El asno, aunque un poco reacio, pensó que quizás probar algo nuevo no sería tan malo. Así que se levantó y respondió:
—Está bien, perro, juguemos un poco. ¿Qué tienes en mente?
—¡Jugaremos a las escondidas! —gritó el perro, emocionado.
El perro comenzó a contar mientras el asno se escondía detrás de un arbusto. Cuando el perro terminó de contar, salió a buscar. “¿Dónde está mi amigo el asno?” se preguntaba. “¡Lo encontraré!”
Después de un par de minutos, el perro exclamó:
—¡Te encontré! —y corrió hacia el asno, muy contento.
—Bueno, parece que he sido un buen escondite —dijo el asno con una risa entre dientes—. Pero te aseguro que no soy tan rápido como tú, perro.
Con el pasar de los días, el asno y el perro continuaron jugando y compartiendo aventuras. Un día, mientras paseaban por el bosque, encontraron una trampa para animales. El perro, curioso, se acercó, pero el asno le gritó:
—¡Cuidado, perro!
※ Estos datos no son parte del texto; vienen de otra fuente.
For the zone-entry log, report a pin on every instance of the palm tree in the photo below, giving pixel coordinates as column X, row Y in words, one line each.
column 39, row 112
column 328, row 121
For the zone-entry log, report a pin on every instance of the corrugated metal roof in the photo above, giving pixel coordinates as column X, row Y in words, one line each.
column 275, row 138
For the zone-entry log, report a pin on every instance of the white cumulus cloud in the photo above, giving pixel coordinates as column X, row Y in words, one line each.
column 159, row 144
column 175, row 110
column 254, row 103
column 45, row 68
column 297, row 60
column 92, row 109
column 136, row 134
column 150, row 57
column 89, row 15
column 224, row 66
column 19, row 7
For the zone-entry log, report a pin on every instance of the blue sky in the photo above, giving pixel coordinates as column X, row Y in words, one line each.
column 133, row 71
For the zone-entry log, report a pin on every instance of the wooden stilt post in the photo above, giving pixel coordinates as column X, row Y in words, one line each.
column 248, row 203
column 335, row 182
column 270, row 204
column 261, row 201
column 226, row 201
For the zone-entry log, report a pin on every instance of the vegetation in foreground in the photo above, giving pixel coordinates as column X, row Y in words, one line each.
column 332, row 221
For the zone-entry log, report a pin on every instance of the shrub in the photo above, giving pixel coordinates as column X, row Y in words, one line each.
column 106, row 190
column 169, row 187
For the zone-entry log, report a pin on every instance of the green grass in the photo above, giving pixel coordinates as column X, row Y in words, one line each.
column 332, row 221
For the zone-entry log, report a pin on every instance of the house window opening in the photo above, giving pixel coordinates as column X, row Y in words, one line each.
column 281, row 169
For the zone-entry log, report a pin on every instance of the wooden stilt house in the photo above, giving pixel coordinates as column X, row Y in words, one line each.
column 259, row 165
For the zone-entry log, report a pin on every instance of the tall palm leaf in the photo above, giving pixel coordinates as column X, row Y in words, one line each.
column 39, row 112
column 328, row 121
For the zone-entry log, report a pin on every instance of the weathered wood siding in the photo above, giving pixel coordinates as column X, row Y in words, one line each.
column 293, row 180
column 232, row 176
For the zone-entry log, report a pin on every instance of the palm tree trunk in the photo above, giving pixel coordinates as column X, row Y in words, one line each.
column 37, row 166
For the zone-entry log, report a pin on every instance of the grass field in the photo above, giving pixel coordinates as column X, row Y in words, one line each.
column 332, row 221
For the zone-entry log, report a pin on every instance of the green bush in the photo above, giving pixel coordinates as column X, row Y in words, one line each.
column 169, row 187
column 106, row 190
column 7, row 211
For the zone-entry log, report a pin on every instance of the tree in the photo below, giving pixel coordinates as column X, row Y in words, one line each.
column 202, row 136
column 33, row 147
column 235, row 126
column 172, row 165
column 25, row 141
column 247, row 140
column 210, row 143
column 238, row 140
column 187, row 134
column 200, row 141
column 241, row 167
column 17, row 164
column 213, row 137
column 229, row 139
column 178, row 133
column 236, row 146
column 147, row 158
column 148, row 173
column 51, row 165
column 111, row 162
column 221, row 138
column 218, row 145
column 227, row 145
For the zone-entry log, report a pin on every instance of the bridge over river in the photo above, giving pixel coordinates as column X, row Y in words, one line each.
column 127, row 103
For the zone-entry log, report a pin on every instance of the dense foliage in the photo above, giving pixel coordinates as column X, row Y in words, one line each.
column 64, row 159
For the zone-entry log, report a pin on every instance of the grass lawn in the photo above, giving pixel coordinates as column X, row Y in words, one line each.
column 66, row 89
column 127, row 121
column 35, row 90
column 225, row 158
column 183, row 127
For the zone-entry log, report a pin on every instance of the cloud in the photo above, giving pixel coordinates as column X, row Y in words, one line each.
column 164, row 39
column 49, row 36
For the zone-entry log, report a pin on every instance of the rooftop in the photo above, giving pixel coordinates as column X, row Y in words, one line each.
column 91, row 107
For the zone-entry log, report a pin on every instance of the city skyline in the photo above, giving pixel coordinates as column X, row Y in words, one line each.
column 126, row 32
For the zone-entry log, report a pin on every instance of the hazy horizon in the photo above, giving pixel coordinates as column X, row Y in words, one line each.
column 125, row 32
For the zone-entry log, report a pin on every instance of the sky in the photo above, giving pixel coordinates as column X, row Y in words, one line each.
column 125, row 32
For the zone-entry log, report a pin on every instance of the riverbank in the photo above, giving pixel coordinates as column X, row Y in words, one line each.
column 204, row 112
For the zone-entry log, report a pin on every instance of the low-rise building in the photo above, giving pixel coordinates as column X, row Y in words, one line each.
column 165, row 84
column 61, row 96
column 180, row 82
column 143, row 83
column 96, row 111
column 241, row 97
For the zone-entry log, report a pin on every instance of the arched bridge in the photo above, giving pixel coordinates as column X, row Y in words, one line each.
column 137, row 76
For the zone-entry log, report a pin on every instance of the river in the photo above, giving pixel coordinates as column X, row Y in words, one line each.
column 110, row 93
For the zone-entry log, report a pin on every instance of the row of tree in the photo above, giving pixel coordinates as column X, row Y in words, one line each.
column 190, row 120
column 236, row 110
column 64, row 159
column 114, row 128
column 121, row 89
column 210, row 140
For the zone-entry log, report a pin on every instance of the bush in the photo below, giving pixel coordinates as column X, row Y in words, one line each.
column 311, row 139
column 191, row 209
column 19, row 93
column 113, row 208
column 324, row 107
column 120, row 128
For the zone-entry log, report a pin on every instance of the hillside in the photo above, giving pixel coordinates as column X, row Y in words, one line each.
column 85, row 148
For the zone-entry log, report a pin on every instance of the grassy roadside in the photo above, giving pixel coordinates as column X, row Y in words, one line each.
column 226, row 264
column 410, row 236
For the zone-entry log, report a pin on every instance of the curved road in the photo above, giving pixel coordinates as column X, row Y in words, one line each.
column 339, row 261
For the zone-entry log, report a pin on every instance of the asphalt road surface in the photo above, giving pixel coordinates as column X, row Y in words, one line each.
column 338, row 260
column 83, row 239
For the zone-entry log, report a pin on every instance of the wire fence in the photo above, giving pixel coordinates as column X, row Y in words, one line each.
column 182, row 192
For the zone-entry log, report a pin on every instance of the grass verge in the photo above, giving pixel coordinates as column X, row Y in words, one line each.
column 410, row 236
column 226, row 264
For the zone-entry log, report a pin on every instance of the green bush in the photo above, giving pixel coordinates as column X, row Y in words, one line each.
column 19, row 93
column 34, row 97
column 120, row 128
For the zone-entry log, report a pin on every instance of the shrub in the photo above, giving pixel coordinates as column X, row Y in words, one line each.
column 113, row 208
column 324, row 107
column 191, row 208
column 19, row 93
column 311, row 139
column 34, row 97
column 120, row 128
Puede ser peligroso.
—No te preocupes, amigo asno, yo soy rápido y puedo escaparme —respondió el perro con confianza.
Sin embargo, cuando el perro se acercó demasiado, cayó en la trampa. Asustado, ladra:
—¡Ayuda, asno! ¡Estoy atrapado!
El asno, recordando lo mucho que había disfrutado de su amistad, corrió rápidamente a ayudarlo. Con su fuerza, logró liberar al perro de la trampa.
—Gracias, amigo asno —dijo el perro, con lágrimas de gratitud en sus ojos—. Sin ti, podría haber estado atrapado allí por mucho tiempo.
—No hay de qué —respondió el asno, sonriendo—. Siempre estaremos ahí el uno para el otro, ¿verdad?
—¡Así es! —asintió el perro. Y desde ese día, el lazo entre el asno y el perro se volvió más fuerte que nunca.
Moraleja:
La verdadera amistad no conoce de diferencias, sino que encuentra fuerza en el apoyo mutuo.